IT’S the economy, stoopid. Aye, it is great and very necessary to have a debate on the economy, stoopid. Every nation should have one. Any democracy will naturally have different views on that. That is why we have elections and different parties. So why should Scotland be any different?

The trouble is that we have three allegedly different same parties all united in one thing: Scotland is entitled to nothing. Zero. Zilch. Anyone saying different is automatically baad. No country in the world, except Scotland, bottled it on the question of what kind currency we might have after independence. Ireland didn’t give a damn and adopted the pound Sterling for years anyway, until they agreed on something else to suit.

The word Sterling is from the toon o’ Stirling, where Scotland had one of its royal mints. One of the many broken articles in the Treaty of the so-called “Union” takeover was that Scotland should retain its own mint: another promise with hole in it.

We actually had the inhabitants of the black hole of London, where oor taxes go, say that Scotland could not have independence because of its black hole. Or at least, that was what a supermercat checkoot guy telt me, when I asked why they don’t have enough copies of The National. What black hole? We don’t even have a nation to have a national debt, holy or otherwise.

The basic essentials for human life are food, clothing, shelter and in caulder climates, fuel. Scotland has an abundance of all the resources we need for that, so why the shortage?

We could afford to feed ourselves daily four times over and still have a surplus. In terms of shelter, with only five million puir souls we do not have a population pressure for land. It is owned by a few absentee landlords. They spend most of their time avoiding the place and come back for the Glorious Twelfth to shoot the peasants jumping oot as their low-paid ghillies beat the heather.

House prices here are determined not by materials and labour, but by market values. A broom cupboard in the centre of London is worth much more than a hoose halfway up Ben Stoorie.

As for fuel, name one oil-rich country that is actually poorer for discovering oil, apart from Nigeria. We are fuel rich but don’t have corruption here. Do we?

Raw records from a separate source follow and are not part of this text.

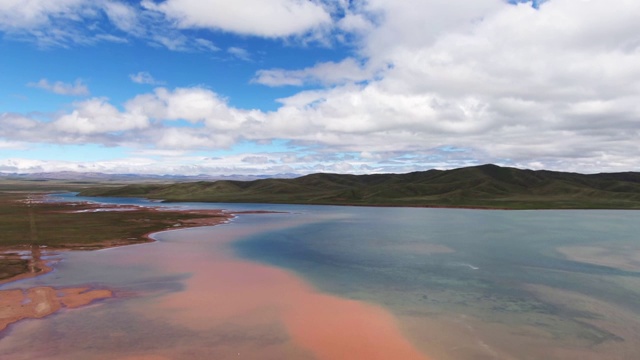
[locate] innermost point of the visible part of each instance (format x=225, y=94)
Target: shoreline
x=42, y=301
x=316, y=323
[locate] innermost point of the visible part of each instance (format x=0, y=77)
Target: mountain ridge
x=483, y=186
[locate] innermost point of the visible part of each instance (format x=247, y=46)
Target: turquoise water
x=463, y=284
x=492, y=273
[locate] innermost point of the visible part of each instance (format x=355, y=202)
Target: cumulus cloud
x=277, y=18
x=78, y=88
x=96, y=116
x=144, y=77
x=328, y=73
x=239, y=53
x=431, y=83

We have all the resources we need and more. Problem is, we don’t own it. So like everything else, the argument has to move from the dismal science to the political. How do we manage and allocate these resources? Since we don’t, the question is academic. Since we must get the country first, the question is political. Do we have a capitalist economy Mickey Fry-style and let the de’il tak the hindmaist? Or, do we have a communist economy? A mixed economy? Or do we have a “third way” that is allegedly neither communism or capitalism?

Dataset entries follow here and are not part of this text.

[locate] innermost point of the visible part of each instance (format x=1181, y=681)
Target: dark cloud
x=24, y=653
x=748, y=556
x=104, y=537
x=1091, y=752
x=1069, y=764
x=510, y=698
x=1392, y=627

The occupying forces in Europe ran a military-style command economy, taking over all the public services and supplies. It worked. General Eisenhower from commander to president gave jobs, housing, education, welfare etc to his returning vets. General MacArthur just wanted to nuke the Chinese Commies during the Korean aftermath.

Now we don’t know if Boris or Donald have the nerve to nuke guinness-knows-who? Still, oor ain wee chez nuke base 20-odd mile frae Glesga is only there for economic reasons, according to the sitting MSP Jackie Baillie, just to give jobs to the local economy.

If we put ten economists in a ferret sack and asked them one simple question, we would have ten different complicated, weasel-like answers and a black hole in the grun. It’s the economy, stoopid.